Немец из хаты в хату сделал хода — метров пять высота. Наш батальон что занял, нигде не отступал. Жалко отдать. Горько ли, тошно, стоим! Мешанин — хороший, веселый парень, второй номер пулеметчик. Весь взвод от него хохочет, золотой, выполнительный. Я вступил в партию по предложению политрука. На рассвете хорошо воевать. Как на работу идешь. Темненько, все его точки видать, особенно от трассирующих пуль, а как ворвешься в село, уж светло становится. В два листа табачок сворачивать сильнее.
К бабам я чутье потерял, ах, ребятишек бы я повидал, хоть на денек, а там до конца бы опять воевал.
Я ранее грузчиком работал. Не везло нам с отцом в жизни насчет лошадей. Мы в деревне подчас тяжелей выполняем работы, чем на войне. По тяжести в деревне тяже. Я выкидывал в день три тысячи кирпичей торфу. Кирпич я работал вручную. А питание — ведро квасу на три человека и одно яйцо разомнешь в него. А здесь питание хорошее, водочка. Я на лодке шесть лет ездил в гребцах, при фабрике, пятьсот пудов поднимала у нас лодка. Здесь я привык, спишь под артиллерийским и минометным огнем. Храпишь посередь снежного поля. Но промерз я за эту зиму крепко. Комроты Вторых и майор Полузин — хорошие Командиры. У майора с бойцами обращение хорошее, и все трудности с нами выносил. Не заводит туда, куда не следует. Правильная расстановка и с нами всегда впереди. У нас моральность для бойца — тащи не только раненого, даже убитого тащи во время боя. Вот меня оглушило боец-товарищ подошел и вывел меня из боя… В газете Информбюро самое главное. Я не хочу похваляться, но меня интересует, как воюют и другие. Хороший тот товарищ, кто не скрывается, идет до конца с тобою вместе. А в бою одна помощь — вместе идти, и все. Были у нас с 21-го года ребята, нельзя сказать плохое. Селиванов, тульский автоматчик, дружок мой, эх, хорошо стреляет».

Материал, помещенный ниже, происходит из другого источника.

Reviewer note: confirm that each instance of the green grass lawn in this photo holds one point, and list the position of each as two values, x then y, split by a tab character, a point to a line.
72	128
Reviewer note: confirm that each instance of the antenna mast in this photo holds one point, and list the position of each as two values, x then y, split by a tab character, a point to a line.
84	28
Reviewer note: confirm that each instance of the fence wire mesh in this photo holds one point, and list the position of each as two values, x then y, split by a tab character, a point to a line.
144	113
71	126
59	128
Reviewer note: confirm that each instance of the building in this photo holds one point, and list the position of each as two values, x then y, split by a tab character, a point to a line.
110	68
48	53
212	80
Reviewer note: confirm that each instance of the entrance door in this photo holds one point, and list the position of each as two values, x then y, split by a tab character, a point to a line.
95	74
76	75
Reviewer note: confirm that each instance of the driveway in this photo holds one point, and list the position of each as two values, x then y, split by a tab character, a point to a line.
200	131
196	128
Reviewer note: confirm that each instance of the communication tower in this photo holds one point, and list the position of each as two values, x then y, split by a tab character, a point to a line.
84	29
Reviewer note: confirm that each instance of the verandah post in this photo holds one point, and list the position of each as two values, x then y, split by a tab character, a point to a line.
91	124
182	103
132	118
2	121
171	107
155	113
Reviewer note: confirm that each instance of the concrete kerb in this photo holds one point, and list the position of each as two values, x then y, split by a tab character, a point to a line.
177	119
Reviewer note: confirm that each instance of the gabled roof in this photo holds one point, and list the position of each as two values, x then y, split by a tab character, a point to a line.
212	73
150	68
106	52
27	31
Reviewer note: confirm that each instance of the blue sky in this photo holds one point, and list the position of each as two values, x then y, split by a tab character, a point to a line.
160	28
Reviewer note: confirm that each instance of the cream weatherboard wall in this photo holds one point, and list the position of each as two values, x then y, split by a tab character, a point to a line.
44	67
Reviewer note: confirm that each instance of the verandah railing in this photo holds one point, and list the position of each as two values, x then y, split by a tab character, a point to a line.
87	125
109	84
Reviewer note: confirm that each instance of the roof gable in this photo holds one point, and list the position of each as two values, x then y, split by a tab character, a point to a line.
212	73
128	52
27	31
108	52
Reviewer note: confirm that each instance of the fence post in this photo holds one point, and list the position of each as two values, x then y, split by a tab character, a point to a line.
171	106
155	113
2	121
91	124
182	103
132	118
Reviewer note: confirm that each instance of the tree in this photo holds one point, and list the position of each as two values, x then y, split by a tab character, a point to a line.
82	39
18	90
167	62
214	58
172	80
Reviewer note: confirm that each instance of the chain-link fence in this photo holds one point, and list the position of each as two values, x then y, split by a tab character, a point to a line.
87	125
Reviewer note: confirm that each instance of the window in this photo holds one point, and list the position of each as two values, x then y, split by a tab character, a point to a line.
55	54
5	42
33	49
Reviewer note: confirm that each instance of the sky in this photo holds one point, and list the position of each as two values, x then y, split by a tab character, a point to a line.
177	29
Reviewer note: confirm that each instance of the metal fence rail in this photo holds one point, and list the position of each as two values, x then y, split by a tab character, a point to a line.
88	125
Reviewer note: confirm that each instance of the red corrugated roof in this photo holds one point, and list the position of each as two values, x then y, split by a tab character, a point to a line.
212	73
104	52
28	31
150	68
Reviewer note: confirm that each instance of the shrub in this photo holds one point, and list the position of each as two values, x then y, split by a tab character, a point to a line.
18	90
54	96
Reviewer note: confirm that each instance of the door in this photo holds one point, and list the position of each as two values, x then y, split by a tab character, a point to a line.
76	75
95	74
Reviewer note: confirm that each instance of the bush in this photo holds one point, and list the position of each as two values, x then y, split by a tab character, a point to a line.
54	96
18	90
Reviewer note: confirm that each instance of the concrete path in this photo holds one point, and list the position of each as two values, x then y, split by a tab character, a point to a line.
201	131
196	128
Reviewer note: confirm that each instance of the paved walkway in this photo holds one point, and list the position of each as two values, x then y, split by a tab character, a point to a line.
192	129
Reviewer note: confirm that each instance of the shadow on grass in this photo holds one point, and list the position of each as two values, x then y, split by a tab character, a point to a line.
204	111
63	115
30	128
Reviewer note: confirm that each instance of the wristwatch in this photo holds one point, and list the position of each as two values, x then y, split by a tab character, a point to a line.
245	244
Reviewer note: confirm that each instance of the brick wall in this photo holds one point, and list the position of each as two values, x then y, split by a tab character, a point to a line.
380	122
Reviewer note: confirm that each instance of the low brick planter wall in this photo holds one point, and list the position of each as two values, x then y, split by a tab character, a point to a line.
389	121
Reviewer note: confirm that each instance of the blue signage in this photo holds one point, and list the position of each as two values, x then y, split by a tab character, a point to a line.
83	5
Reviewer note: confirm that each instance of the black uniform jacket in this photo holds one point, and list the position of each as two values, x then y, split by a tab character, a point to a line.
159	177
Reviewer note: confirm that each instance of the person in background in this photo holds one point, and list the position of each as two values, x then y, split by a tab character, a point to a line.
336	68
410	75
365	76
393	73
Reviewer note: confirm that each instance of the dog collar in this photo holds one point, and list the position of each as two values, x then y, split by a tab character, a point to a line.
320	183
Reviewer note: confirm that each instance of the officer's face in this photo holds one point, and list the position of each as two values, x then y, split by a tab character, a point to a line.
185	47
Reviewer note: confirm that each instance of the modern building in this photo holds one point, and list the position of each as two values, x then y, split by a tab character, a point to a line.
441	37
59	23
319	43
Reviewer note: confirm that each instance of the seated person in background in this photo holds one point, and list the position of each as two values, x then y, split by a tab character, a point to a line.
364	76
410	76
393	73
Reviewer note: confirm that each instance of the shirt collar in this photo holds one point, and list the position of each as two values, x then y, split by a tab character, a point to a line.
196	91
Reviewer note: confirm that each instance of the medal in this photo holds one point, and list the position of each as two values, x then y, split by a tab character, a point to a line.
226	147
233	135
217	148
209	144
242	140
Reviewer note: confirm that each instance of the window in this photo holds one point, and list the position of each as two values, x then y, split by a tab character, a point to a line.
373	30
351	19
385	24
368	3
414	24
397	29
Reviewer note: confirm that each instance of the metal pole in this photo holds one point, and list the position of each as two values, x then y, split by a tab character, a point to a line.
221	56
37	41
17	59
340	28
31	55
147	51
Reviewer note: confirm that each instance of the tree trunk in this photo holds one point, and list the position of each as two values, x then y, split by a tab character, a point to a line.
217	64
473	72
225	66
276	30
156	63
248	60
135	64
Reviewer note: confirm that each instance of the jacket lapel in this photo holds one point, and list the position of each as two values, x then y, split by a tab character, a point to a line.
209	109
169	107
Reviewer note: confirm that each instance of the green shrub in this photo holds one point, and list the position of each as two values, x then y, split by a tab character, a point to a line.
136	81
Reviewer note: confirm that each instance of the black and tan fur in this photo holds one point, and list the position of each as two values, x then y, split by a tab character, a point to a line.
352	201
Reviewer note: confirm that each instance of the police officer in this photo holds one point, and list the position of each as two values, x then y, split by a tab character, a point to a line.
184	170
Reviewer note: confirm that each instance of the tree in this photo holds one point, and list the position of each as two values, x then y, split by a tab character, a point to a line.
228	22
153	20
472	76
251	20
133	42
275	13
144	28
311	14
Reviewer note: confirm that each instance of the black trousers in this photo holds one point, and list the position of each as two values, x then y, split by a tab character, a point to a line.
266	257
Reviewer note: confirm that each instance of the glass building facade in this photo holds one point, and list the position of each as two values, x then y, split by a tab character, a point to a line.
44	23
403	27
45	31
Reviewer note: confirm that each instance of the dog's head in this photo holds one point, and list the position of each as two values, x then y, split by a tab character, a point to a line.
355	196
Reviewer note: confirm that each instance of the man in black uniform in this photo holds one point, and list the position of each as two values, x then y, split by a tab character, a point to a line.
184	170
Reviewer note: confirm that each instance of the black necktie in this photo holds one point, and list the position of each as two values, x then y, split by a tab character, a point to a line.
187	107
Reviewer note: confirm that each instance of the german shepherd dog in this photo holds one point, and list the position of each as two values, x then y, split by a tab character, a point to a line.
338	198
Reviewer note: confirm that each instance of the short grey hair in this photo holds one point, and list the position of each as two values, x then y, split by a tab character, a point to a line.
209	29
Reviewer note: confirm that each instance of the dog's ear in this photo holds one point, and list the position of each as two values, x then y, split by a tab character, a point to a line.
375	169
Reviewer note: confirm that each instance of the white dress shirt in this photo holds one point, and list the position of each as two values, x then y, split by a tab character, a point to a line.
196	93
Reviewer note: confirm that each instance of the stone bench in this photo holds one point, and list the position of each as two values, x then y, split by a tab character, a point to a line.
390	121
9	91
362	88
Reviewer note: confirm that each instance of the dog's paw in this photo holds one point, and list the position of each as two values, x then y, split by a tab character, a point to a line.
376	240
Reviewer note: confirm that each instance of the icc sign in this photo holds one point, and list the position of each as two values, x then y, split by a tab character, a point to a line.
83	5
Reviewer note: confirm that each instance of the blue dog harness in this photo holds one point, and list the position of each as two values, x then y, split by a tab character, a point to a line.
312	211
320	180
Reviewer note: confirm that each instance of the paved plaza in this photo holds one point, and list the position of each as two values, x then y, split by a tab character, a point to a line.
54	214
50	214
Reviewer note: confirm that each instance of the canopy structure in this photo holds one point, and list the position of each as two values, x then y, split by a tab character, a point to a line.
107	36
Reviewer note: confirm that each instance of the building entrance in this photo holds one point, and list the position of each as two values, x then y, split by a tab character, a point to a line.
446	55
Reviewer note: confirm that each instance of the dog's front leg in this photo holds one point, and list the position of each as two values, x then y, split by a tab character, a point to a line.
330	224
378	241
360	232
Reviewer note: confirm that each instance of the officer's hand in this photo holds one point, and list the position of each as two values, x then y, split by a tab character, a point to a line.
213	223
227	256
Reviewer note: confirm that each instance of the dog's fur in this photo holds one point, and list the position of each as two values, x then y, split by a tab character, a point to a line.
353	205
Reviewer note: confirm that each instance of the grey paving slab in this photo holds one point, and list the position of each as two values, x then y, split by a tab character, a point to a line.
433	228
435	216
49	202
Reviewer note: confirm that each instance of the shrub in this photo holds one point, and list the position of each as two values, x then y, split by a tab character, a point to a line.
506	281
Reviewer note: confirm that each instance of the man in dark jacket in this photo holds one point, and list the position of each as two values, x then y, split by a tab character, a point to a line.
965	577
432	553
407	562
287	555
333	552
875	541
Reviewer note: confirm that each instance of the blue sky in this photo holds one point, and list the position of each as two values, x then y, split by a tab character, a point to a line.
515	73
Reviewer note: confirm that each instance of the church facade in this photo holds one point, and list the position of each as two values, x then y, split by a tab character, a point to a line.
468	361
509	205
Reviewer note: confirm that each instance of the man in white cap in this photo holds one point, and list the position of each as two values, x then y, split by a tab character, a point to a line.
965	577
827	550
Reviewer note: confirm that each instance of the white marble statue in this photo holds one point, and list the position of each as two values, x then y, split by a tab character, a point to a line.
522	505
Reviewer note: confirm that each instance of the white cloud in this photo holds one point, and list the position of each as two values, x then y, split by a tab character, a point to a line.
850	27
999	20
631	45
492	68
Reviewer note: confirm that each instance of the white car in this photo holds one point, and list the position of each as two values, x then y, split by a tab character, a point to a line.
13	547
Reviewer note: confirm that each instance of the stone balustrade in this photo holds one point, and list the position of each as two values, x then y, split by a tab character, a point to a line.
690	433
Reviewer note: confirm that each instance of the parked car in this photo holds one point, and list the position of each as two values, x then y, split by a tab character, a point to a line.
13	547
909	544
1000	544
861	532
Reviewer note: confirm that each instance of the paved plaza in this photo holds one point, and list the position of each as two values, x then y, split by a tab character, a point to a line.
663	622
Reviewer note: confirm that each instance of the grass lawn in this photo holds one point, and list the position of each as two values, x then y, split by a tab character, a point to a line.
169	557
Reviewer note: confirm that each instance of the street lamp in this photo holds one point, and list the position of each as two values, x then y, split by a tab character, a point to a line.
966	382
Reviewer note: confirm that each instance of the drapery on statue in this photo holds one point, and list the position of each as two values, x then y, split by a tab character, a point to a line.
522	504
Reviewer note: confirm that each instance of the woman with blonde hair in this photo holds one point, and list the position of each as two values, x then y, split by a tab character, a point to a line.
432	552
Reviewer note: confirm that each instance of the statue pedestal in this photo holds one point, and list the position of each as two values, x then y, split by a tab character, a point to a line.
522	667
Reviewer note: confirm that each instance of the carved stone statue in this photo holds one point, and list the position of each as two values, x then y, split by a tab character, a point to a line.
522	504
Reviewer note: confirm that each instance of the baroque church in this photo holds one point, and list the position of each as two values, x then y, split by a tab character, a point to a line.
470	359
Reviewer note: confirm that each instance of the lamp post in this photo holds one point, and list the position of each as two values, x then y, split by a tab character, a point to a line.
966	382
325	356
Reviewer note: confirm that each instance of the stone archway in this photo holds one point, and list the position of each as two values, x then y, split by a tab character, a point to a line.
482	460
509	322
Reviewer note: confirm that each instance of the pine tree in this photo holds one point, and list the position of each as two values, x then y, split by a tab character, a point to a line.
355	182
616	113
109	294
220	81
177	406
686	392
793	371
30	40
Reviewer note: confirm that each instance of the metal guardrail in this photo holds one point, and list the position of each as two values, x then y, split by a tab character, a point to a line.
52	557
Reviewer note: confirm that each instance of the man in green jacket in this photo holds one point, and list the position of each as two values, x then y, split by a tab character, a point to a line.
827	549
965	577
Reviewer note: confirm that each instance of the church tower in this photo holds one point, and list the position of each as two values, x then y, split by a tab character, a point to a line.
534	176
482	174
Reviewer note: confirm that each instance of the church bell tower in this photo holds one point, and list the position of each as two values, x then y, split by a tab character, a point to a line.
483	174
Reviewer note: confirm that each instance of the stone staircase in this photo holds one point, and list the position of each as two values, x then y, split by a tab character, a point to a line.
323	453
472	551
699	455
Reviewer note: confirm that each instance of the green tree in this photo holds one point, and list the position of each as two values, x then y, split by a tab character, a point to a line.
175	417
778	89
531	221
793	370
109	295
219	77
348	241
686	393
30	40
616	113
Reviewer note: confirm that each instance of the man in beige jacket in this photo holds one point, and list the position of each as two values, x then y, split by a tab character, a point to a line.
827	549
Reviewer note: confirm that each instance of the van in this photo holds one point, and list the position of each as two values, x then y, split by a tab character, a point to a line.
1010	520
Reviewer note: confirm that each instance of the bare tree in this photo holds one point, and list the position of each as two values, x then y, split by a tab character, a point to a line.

О Канаеве — командир: «Он политбоец, своим примером ведет вперед. Вот все лежат, он встает и кричит: „Смелого пуля не берет! Бойцы, за мной!“ Под Богодуховом он повел отделение в атаку. Первым ворвался в село и заколол двух немцев. А под Липовкой у нас выбыли семь ручных пулеметов; он собрал магазины от них, подошел ко мне и говорит: „Товарищ политрук, давайте биться до конца“».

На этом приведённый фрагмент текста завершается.